1. This site uses cookies. By continuing to use this site, you are agreeing to our use of cookies. Learn More.

Sporadic external DNS issues on domain machines

Discussion in 'Servers and Enterprise Solutions' started by bledd, 13 Jul 2020.

  1. bledd

    Don

    Joined: 21 Oct 2002

    Posts: 46,688

    Location: Parts Unknown

    Have an odd issue in work where during roughly 9am to 5pm Monday to Friday, we have sporadic DNS lookup issues for external DNS. It will be fine for a couple of minutes, then very patchy for a while etc, causing chaos as you'd imagine.


    One minute, nslookup to bbc.co.uk will work, next minute it won't resolve the IPs.. same for all websites.

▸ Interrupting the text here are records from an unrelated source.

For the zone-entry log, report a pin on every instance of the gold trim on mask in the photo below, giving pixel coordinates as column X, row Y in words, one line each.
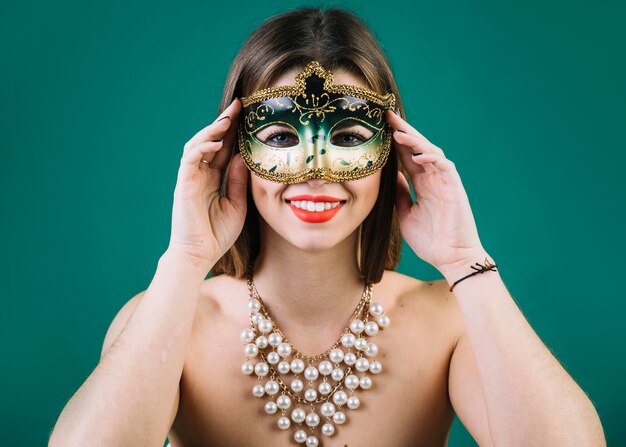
column 299, row 90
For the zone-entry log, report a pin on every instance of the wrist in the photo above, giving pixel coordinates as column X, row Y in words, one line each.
column 462, row 267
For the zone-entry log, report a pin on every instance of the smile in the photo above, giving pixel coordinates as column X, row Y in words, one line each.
column 315, row 209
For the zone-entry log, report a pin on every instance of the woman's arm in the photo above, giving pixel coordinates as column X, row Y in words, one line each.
column 530, row 398
column 130, row 396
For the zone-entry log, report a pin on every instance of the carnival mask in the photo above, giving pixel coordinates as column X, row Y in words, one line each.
column 316, row 116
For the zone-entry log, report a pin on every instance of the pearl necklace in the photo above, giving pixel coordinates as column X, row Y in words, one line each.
column 263, row 334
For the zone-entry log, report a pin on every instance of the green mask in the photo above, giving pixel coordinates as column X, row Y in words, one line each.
column 316, row 116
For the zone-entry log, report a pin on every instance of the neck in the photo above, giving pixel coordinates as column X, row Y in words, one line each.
column 308, row 290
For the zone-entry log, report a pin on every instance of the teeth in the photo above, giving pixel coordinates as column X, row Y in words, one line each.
column 314, row 206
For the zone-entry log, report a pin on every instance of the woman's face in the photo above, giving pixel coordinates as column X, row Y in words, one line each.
column 290, row 210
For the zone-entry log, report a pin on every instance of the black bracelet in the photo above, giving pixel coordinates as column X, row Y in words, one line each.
column 483, row 268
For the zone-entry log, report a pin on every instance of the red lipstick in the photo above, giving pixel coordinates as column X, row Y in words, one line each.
column 315, row 216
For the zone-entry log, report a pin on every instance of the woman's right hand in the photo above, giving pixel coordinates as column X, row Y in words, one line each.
column 204, row 224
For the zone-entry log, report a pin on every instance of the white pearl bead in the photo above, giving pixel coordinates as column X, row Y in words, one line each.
column 328, row 409
column 376, row 367
column 284, row 423
column 371, row 328
column 258, row 390
column 325, row 367
column 310, row 394
column 272, row 387
column 365, row 382
column 360, row 344
column 284, row 367
column 311, row 373
column 251, row 350
column 353, row 402
column 350, row 359
column 300, row 436
column 247, row 335
column 328, row 429
column 383, row 321
column 336, row 355
column 362, row 364
column 357, row 326
column 271, row 407
column 261, row 341
column 371, row 350
column 339, row 417
column 324, row 388
column 283, row 402
column 312, row 419
column 348, row 340
column 273, row 358
column 298, row 415
column 254, row 305
column 283, row 349
column 247, row 368
column 340, row 397
column 265, row 325
column 297, row 366
column 376, row 309
column 261, row 369
column 337, row 374
column 275, row 339
column 352, row 382
column 297, row 385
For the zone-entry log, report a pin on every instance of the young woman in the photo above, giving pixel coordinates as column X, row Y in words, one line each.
column 295, row 201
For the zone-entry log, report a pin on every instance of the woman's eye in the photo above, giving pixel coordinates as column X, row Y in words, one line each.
column 348, row 139
column 282, row 140
column 278, row 137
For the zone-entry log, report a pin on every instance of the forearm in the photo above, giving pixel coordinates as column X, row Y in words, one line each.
column 530, row 398
column 128, row 398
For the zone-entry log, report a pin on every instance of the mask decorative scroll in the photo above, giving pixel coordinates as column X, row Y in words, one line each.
column 314, row 110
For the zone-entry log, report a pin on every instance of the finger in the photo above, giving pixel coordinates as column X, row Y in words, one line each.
column 404, row 201
column 415, row 143
column 215, row 130
column 223, row 156
column 201, row 151
column 237, row 182
column 438, row 161
column 398, row 123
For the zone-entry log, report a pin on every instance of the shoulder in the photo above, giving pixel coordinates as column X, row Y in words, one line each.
column 223, row 294
column 430, row 301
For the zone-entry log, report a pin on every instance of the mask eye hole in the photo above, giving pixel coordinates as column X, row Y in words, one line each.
column 350, row 133
column 278, row 135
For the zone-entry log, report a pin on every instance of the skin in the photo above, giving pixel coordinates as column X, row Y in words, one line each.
column 172, row 356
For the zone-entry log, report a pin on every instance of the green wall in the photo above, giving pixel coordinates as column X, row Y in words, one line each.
column 97, row 101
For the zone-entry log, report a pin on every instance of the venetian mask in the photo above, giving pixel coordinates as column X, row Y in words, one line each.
column 333, row 132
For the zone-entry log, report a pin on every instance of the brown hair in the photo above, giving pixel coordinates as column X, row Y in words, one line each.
column 336, row 38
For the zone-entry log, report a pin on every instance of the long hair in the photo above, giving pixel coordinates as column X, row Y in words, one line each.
column 336, row 38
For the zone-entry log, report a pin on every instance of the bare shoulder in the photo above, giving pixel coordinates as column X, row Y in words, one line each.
column 428, row 300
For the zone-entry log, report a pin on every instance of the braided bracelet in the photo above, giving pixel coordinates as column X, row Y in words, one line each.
column 483, row 268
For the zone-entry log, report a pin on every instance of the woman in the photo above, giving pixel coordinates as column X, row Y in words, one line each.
column 306, row 250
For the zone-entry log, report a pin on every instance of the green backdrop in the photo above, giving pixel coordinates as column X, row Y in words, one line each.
column 98, row 99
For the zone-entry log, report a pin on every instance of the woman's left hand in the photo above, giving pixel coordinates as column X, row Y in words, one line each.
column 439, row 226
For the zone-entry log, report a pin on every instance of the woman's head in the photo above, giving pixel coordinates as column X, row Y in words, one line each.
column 272, row 56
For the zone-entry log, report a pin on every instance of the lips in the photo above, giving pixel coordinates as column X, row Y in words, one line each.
column 311, row 198
column 315, row 216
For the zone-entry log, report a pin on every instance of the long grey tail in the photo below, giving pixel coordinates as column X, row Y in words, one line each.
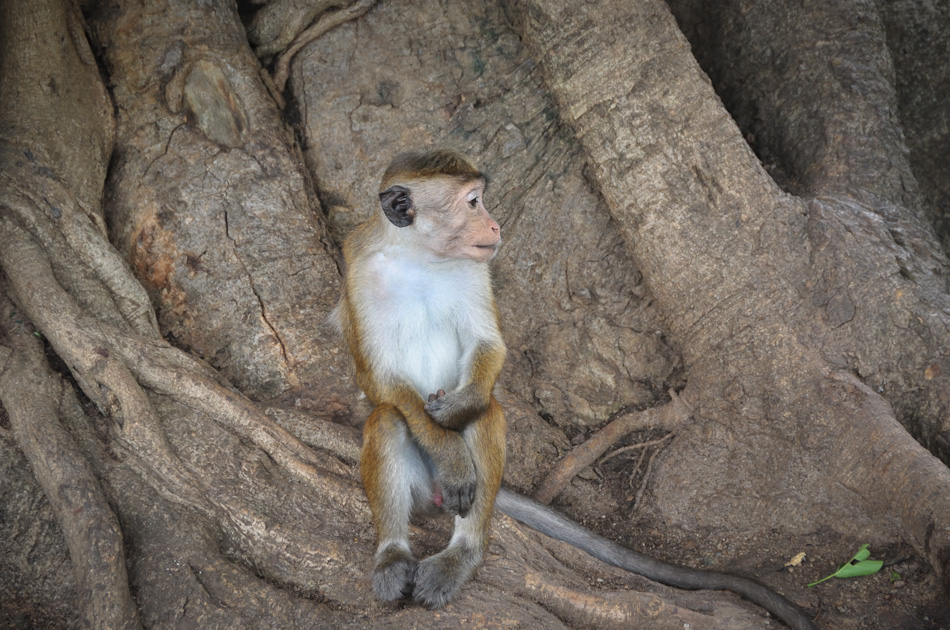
column 545, row 520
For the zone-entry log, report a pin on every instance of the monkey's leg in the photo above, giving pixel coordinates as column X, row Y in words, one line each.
column 439, row 577
column 392, row 468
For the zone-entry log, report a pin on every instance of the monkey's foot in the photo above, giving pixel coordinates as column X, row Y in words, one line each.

    During this time, we don't lose pings to the DNS server or firewall and pings to 8.8.8.8 work perfectly etc.

    DC is 2012 R2 with DNS running on it, same spec for secondary DC / DNS. CPU/ram usage are fine on them. nslookup on any local machine is instantly replied to.

    This wasn't an issue in March, I've been on furlough and came back to this problem. It's my problem to sort out.

    Between 100-200 machines, hundreds of switches.

    Changes since I've been off: Multiple Windows updates, Core switch replaced, new Linux based phone system installed, many desk moves :/

    I want to blame the firewall, but when this issue occurs, DNS on the 'guest' wifi which goes through the same network on a different VLAN works perfectly fine.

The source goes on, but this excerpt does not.